By Xiaoling Zhang.

The importance of promoting culture, both domestically and internationally, was placed center stage again at the 6th Plenary Session of the CPC’s 17th Central Committee after it was written into the 12th five-year plan in 2010. Top leaders pledged to provide the sector with more resources to boost soft power and bolster “culture security” internationally and to “improve Chinese citizens’ sense of identity and confidence in Chinese culture” domestically.

President Hu Jintao made a speech at the session, which was published in January 2012 in Seeking Truth, a magazine founded by Mao Zedong as a platform for establishing Communist Party principles.

The foregrounding of the culture industry is happening at an important moment in China’s development.  First, Chinese leaders consider culture an important part of the country’s comprehensive competitiveness in the world. For some time, they have lamented the fact that “the overall strength of Chinese culture and its international influence is not commensurate with China’s international status,” as Hu said in his speech, and that Western expressions of popular culture and art seem to overshadow those from China. For instance, although China has become the world’s largest producer of TV series, the import-export ratio is 15:1.

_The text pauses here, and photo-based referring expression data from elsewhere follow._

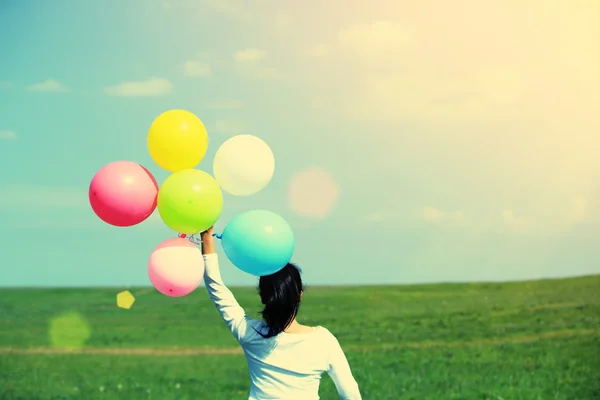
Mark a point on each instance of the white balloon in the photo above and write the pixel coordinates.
(244, 165)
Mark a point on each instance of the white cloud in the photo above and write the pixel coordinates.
(147, 88)
(434, 215)
(228, 126)
(48, 86)
(249, 55)
(283, 20)
(38, 196)
(515, 222)
(233, 8)
(196, 68)
(224, 105)
(267, 73)
(377, 216)
(317, 50)
(374, 43)
(8, 135)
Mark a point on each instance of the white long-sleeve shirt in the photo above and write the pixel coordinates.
(287, 366)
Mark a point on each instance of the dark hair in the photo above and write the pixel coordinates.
(280, 293)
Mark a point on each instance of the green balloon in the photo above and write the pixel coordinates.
(190, 201)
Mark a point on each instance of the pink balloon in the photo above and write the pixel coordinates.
(123, 193)
(176, 267)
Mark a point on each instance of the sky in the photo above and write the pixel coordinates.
(415, 141)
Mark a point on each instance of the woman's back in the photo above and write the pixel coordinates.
(290, 365)
(282, 365)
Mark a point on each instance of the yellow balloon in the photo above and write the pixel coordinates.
(177, 140)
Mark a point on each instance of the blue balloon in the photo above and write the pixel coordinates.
(258, 242)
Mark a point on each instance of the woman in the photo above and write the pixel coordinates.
(285, 359)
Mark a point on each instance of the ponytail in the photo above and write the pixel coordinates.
(280, 293)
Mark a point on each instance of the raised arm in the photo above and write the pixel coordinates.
(340, 373)
(232, 313)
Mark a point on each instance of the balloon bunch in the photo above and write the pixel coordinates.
(190, 201)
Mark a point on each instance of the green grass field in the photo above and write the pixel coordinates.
(509, 341)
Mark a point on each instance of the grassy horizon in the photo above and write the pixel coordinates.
(512, 340)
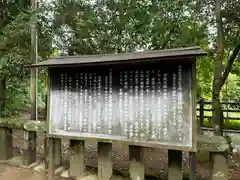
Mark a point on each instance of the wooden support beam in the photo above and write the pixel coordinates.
(77, 164)
(192, 165)
(58, 151)
(29, 150)
(6, 149)
(51, 157)
(175, 171)
(136, 163)
(219, 166)
(104, 161)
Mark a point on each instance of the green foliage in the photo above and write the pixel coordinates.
(229, 124)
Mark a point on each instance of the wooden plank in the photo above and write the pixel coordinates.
(45, 151)
(6, 149)
(104, 161)
(175, 165)
(219, 166)
(136, 163)
(77, 165)
(29, 149)
(192, 165)
(51, 157)
(58, 151)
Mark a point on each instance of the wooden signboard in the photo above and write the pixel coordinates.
(146, 103)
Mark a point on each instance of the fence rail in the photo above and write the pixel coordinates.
(227, 107)
(77, 167)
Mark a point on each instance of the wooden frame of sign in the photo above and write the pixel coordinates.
(143, 98)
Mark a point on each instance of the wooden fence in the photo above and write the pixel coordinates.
(215, 144)
(204, 107)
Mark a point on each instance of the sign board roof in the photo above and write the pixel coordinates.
(135, 57)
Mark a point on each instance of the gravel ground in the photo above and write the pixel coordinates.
(155, 160)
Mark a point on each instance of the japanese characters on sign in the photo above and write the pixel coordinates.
(149, 104)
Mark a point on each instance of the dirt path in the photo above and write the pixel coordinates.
(14, 173)
(155, 160)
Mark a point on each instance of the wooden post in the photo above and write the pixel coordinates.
(201, 114)
(29, 151)
(45, 150)
(104, 161)
(51, 157)
(5, 133)
(136, 163)
(175, 165)
(219, 166)
(6, 144)
(77, 165)
(192, 165)
(58, 151)
(30, 137)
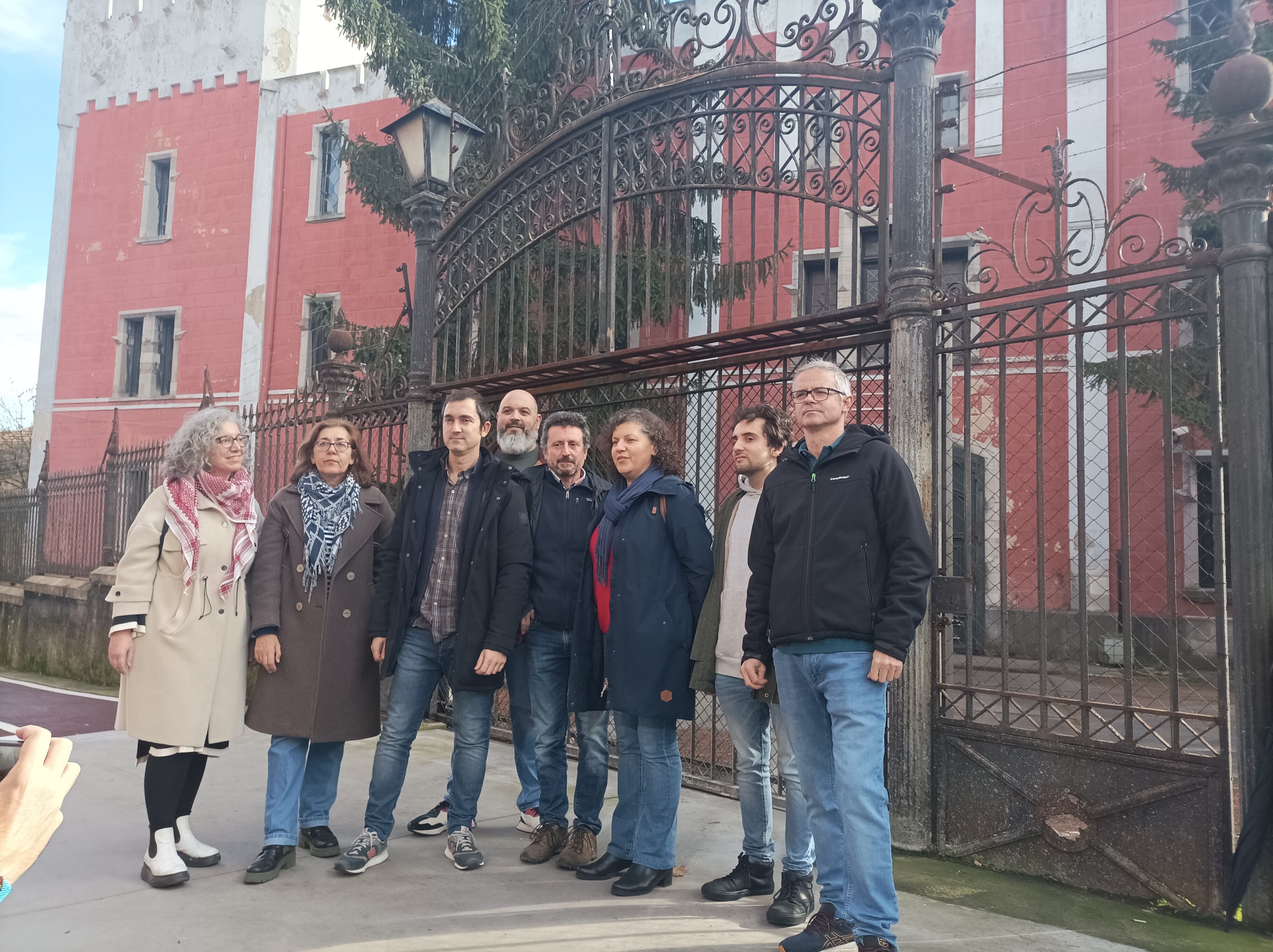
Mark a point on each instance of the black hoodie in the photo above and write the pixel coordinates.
(840, 549)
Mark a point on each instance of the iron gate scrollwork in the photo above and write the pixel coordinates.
(1081, 690)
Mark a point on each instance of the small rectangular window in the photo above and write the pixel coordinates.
(133, 328)
(949, 99)
(329, 181)
(162, 175)
(320, 326)
(165, 329)
(820, 286)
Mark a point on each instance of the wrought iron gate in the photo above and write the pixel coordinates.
(1081, 651)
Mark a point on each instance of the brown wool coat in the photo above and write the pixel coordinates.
(327, 687)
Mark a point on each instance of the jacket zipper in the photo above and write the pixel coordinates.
(809, 549)
(866, 564)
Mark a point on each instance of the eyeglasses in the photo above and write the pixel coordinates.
(818, 394)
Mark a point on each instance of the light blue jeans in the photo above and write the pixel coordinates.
(551, 683)
(749, 722)
(421, 665)
(836, 720)
(644, 828)
(300, 787)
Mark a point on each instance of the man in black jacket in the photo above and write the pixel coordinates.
(841, 561)
(449, 599)
(565, 498)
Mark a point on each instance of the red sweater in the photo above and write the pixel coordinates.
(600, 590)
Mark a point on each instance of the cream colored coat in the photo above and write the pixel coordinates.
(189, 678)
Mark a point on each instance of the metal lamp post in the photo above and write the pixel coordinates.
(432, 139)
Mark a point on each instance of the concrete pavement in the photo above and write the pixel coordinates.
(86, 894)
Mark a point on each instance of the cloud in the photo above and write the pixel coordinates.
(22, 314)
(32, 27)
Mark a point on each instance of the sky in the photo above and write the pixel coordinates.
(31, 52)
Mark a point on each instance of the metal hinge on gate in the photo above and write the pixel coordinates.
(952, 595)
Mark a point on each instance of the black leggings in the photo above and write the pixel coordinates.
(172, 785)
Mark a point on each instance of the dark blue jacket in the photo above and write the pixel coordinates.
(840, 549)
(661, 570)
(561, 542)
(495, 564)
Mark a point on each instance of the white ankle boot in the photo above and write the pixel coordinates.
(190, 850)
(161, 866)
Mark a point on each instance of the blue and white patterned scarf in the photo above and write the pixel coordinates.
(327, 512)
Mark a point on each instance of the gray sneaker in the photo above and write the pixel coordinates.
(363, 853)
(463, 851)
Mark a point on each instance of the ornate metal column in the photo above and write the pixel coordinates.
(1241, 169)
(426, 209)
(913, 30)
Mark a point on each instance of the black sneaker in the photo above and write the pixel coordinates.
(463, 851)
(824, 931)
(749, 879)
(366, 852)
(431, 824)
(795, 900)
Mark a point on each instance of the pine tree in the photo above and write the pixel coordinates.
(1196, 58)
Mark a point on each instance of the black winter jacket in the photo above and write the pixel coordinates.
(840, 550)
(495, 564)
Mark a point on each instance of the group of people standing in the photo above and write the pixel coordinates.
(520, 566)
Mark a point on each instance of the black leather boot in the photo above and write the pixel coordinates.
(320, 841)
(749, 879)
(641, 880)
(795, 900)
(269, 864)
(605, 867)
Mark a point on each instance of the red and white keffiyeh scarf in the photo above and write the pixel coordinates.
(236, 500)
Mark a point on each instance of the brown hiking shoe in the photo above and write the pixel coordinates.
(581, 848)
(547, 842)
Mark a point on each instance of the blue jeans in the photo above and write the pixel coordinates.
(551, 683)
(419, 668)
(836, 720)
(749, 722)
(301, 787)
(644, 828)
(517, 674)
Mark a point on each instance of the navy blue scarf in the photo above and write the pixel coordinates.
(618, 502)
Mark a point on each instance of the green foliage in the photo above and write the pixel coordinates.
(1200, 54)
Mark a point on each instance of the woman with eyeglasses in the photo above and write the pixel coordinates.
(179, 638)
(311, 598)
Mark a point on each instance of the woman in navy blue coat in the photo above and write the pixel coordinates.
(649, 572)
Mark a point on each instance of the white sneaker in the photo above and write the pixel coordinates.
(161, 866)
(529, 822)
(192, 851)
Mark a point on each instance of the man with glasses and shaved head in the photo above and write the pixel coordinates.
(841, 562)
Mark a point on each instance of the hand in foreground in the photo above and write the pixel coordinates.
(122, 652)
(31, 799)
(489, 662)
(269, 652)
(884, 668)
(754, 674)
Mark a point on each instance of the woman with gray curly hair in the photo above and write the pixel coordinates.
(181, 628)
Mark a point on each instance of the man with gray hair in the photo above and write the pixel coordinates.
(563, 502)
(841, 561)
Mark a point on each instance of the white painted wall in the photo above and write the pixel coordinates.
(988, 92)
(1085, 123)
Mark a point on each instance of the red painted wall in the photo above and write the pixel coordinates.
(203, 269)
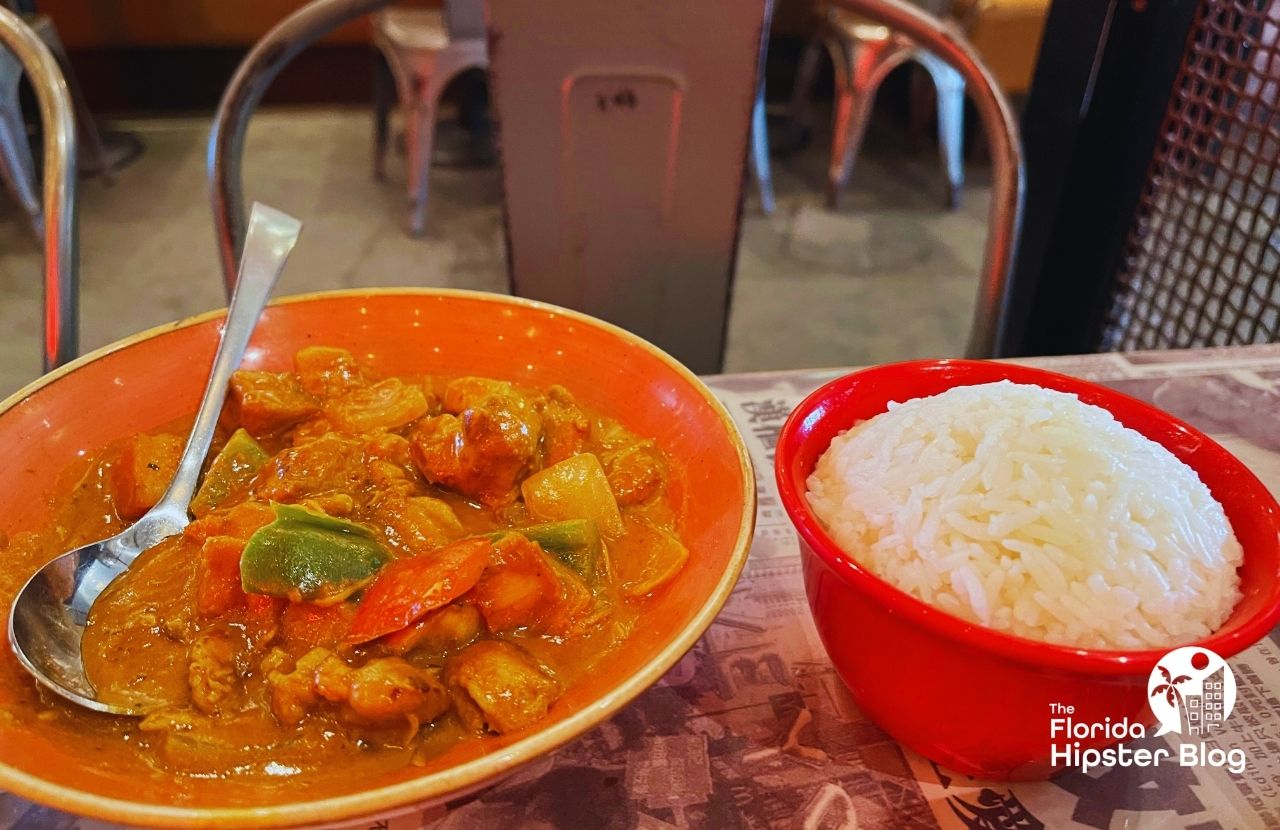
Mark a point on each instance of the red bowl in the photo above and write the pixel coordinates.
(965, 696)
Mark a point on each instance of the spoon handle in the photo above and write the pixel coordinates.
(270, 238)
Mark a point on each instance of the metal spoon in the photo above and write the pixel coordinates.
(50, 612)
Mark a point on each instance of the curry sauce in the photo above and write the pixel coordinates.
(376, 570)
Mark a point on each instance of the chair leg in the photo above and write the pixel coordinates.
(760, 153)
(855, 94)
(420, 131)
(950, 87)
(384, 95)
(91, 149)
(801, 92)
(17, 167)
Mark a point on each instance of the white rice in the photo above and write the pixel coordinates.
(1033, 514)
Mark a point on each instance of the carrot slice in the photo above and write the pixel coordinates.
(218, 588)
(408, 588)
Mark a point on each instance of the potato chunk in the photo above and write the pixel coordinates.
(385, 405)
(499, 687)
(144, 471)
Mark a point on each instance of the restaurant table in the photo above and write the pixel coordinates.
(754, 729)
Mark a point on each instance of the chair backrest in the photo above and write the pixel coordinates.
(1153, 150)
(624, 132)
(62, 284)
(465, 18)
(255, 73)
(988, 332)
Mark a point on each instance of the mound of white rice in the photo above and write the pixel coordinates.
(1033, 514)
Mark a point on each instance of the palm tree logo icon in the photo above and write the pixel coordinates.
(1191, 691)
(1173, 696)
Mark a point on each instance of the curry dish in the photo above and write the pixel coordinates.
(376, 570)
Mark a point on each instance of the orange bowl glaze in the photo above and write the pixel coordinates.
(155, 378)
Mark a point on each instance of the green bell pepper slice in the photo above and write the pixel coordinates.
(229, 474)
(309, 556)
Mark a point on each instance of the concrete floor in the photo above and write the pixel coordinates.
(890, 276)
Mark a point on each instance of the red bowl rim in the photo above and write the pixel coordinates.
(1093, 661)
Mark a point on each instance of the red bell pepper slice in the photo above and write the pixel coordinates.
(406, 589)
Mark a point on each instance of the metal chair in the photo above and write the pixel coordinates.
(17, 165)
(622, 209)
(1153, 187)
(625, 132)
(863, 53)
(62, 320)
(231, 122)
(425, 50)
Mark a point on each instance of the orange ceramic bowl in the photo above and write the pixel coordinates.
(155, 378)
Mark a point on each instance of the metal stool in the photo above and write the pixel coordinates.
(62, 329)
(231, 122)
(625, 137)
(425, 49)
(17, 165)
(863, 53)
(991, 320)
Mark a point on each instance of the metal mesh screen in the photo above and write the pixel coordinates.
(1202, 261)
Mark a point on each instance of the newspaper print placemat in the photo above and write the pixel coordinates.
(753, 728)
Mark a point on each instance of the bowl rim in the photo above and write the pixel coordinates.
(471, 775)
(1025, 651)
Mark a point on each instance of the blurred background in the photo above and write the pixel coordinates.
(890, 272)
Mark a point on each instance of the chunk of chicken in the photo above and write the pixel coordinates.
(264, 402)
(439, 632)
(483, 443)
(327, 372)
(636, 473)
(329, 464)
(211, 673)
(499, 687)
(416, 524)
(525, 588)
(565, 427)
(383, 689)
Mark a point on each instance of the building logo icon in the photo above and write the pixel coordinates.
(1192, 692)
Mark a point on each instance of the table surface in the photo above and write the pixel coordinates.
(754, 729)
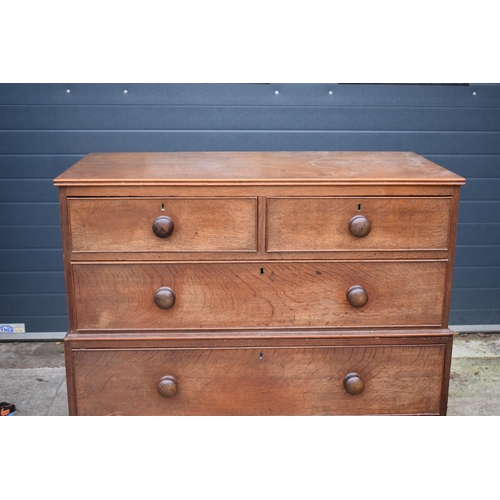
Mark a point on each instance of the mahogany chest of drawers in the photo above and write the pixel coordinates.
(263, 283)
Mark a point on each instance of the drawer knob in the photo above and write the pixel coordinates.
(359, 226)
(167, 387)
(164, 297)
(163, 226)
(357, 296)
(353, 384)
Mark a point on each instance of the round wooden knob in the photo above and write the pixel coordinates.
(353, 384)
(357, 296)
(163, 226)
(164, 297)
(359, 226)
(167, 387)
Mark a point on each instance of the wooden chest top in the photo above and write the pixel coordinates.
(261, 168)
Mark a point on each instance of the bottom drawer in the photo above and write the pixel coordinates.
(393, 379)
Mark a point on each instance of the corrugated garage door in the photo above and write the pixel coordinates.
(46, 128)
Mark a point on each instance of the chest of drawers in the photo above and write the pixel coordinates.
(263, 283)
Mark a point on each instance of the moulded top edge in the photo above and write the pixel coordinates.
(256, 168)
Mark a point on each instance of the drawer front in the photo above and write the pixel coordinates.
(199, 224)
(323, 224)
(266, 381)
(258, 295)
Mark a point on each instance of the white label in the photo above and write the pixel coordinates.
(13, 328)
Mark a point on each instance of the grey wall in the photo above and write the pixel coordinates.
(44, 130)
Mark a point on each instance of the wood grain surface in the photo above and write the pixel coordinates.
(201, 224)
(275, 167)
(322, 224)
(265, 294)
(260, 381)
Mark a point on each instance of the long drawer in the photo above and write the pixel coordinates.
(376, 223)
(140, 296)
(163, 225)
(260, 381)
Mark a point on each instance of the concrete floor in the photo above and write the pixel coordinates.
(32, 376)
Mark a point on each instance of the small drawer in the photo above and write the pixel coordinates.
(357, 224)
(394, 379)
(163, 225)
(142, 296)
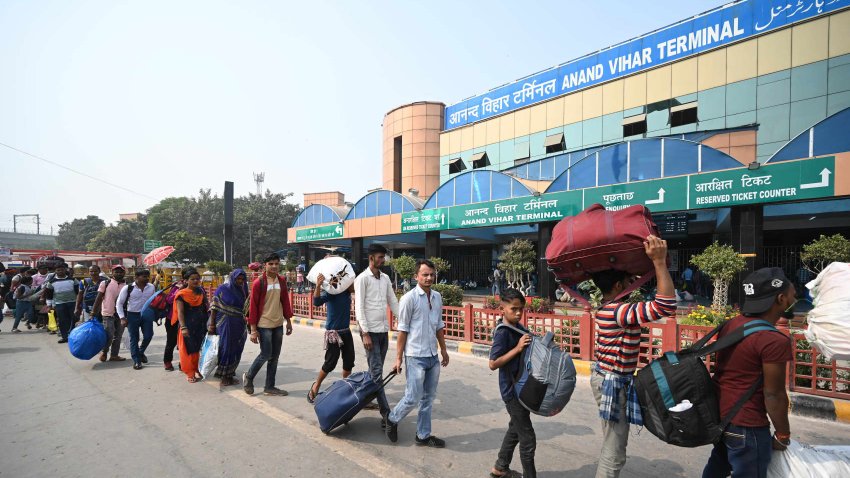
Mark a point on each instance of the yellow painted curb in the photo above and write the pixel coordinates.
(842, 411)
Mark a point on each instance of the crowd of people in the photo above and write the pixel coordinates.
(262, 313)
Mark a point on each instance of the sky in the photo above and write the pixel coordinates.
(163, 98)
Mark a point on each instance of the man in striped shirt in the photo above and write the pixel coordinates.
(618, 327)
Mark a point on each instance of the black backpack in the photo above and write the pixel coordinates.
(674, 377)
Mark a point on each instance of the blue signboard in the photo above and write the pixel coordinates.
(723, 25)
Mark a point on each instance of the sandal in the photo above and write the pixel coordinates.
(311, 395)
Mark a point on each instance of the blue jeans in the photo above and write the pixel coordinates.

In addition to the “deficit” in cultural exchanges, the authorities also re-introduce the discourse of demonization of China by the West to legitimize its costly investments in boosting its soft power around the world such as the opening up of Confucius Institutes and the operations of large state-run news organizations in cities around the world.

But most importantly, to promote the development of the cultural industry shows that CCP’s top leaders are impelled to shift from three decades of single-minded pursuit of economic growth, which has created a deeply divided society, to more balanced development.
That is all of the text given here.